Keller's work is published in the April 16 issue of the Proceedings of the National Academy of Sciences.

Adaptive Behavior

It seems that when the Argentine ants invaded Europe in 1920 they entered a "bonanza habitat," says Ross. Ross suspects that with plentiful food and no natural enemies, defending territory and fighting unrelated ants was no longer necessary for survival.

"Nest mates or not, why fight if there is plenty of food," says Ross.

Thus genes involved with recognition—those that allow ants to distinguish a nest mate from a foreigner—may have been less important and lost over time, says Ross.

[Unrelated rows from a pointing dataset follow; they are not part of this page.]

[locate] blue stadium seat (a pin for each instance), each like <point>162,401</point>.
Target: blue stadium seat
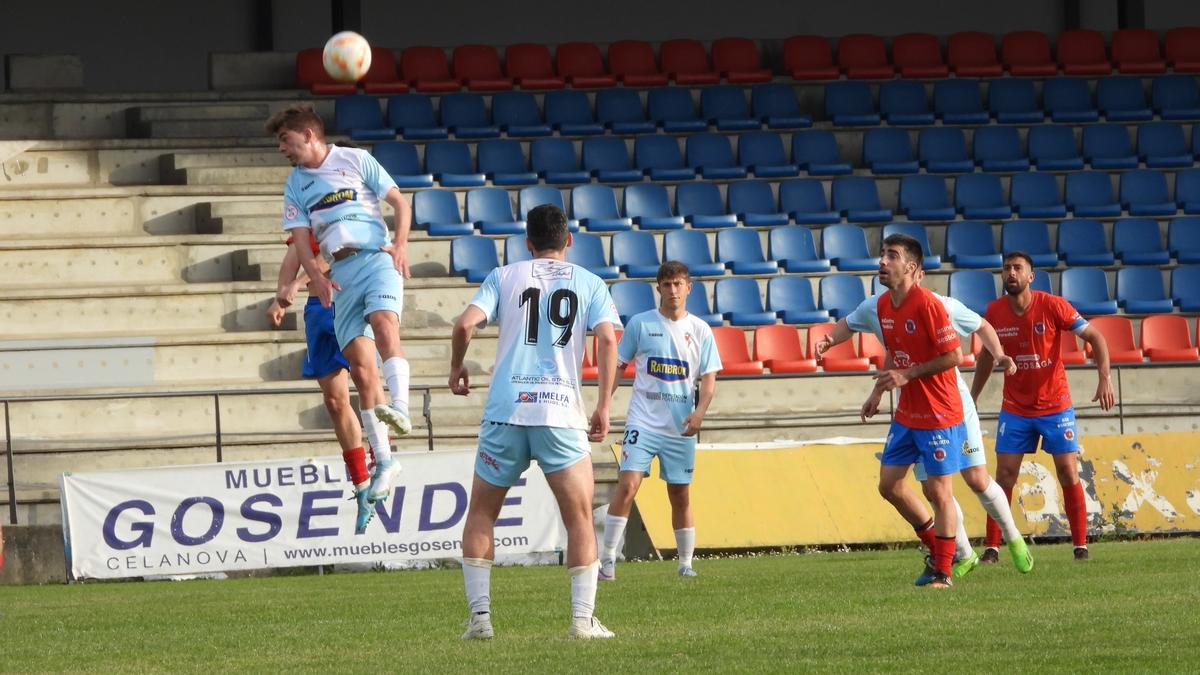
<point>1087,290</point>
<point>1144,192</point>
<point>635,254</point>
<point>903,102</point>
<point>943,149</point>
<point>741,251</point>
<point>595,208</point>
<point>1090,195</point>
<point>845,246</point>
<point>437,211</point>
<point>569,112</point>
<point>793,249</point>
<point>888,150</point>
<point>690,246</point>
<point>466,117</point>
<point>791,299</point>
<point>1081,243</point>
<point>840,294</point>
<point>1053,148</point>
<point>1161,144</point>
<point>516,113</point>
<point>504,162</point>
<point>1068,100</point>
<point>621,111</point>
<point>857,199</point>
<point>1107,147</point>
<point>660,159</point>
<point>762,153</point>
<point>1014,101</point>
<point>711,156</point>
<point>449,161</point>
<point>777,106</point>
<point>401,162</point>
<point>649,207</point>
<point>1029,236</point>
<point>923,197</point>
<point>981,196</point>
<point>607,159</point>
<point>999,149</point>
<point>412,115</point>
<point>971,244</point>
<point>701,204</point>
<point>958,101</point>
<point>473,256</point>
<point>975,288</point>
<point>1122,99</point>
<point>1036,195</point>
<point>849,103</point>
<point>491,210</point>
<point>816,153</point>
<point>1140,290</point>
<point>1138,242</point>
<point>587,251</point>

Keller agrees that there has been a "genetic cleansing" of the recognition cues—the genes involved with recognition must have become very similar within each ant supercolony.

What is clear is that the recognition genes between the main European supercolony and the Catalonian supercolony are very different. Ants from these colonies fight aggressively—biting at the head, releasing venom and locking body parts in the jaws. Death usually occurs within a minute.

"What I find exciting is that the social organization of an entire species can change by changing environment," says Keller.

Argentine ants are a particularly aggressive invasive species. Away from their homeland they tend to displace or eradicate the local ant populations as well as spiders and insects. The ants destroy fruit and buds, and tend to protect insects that devastate plant life.

Their tremendous destructive power is due in part to their ability to form these vast cooperative colonies.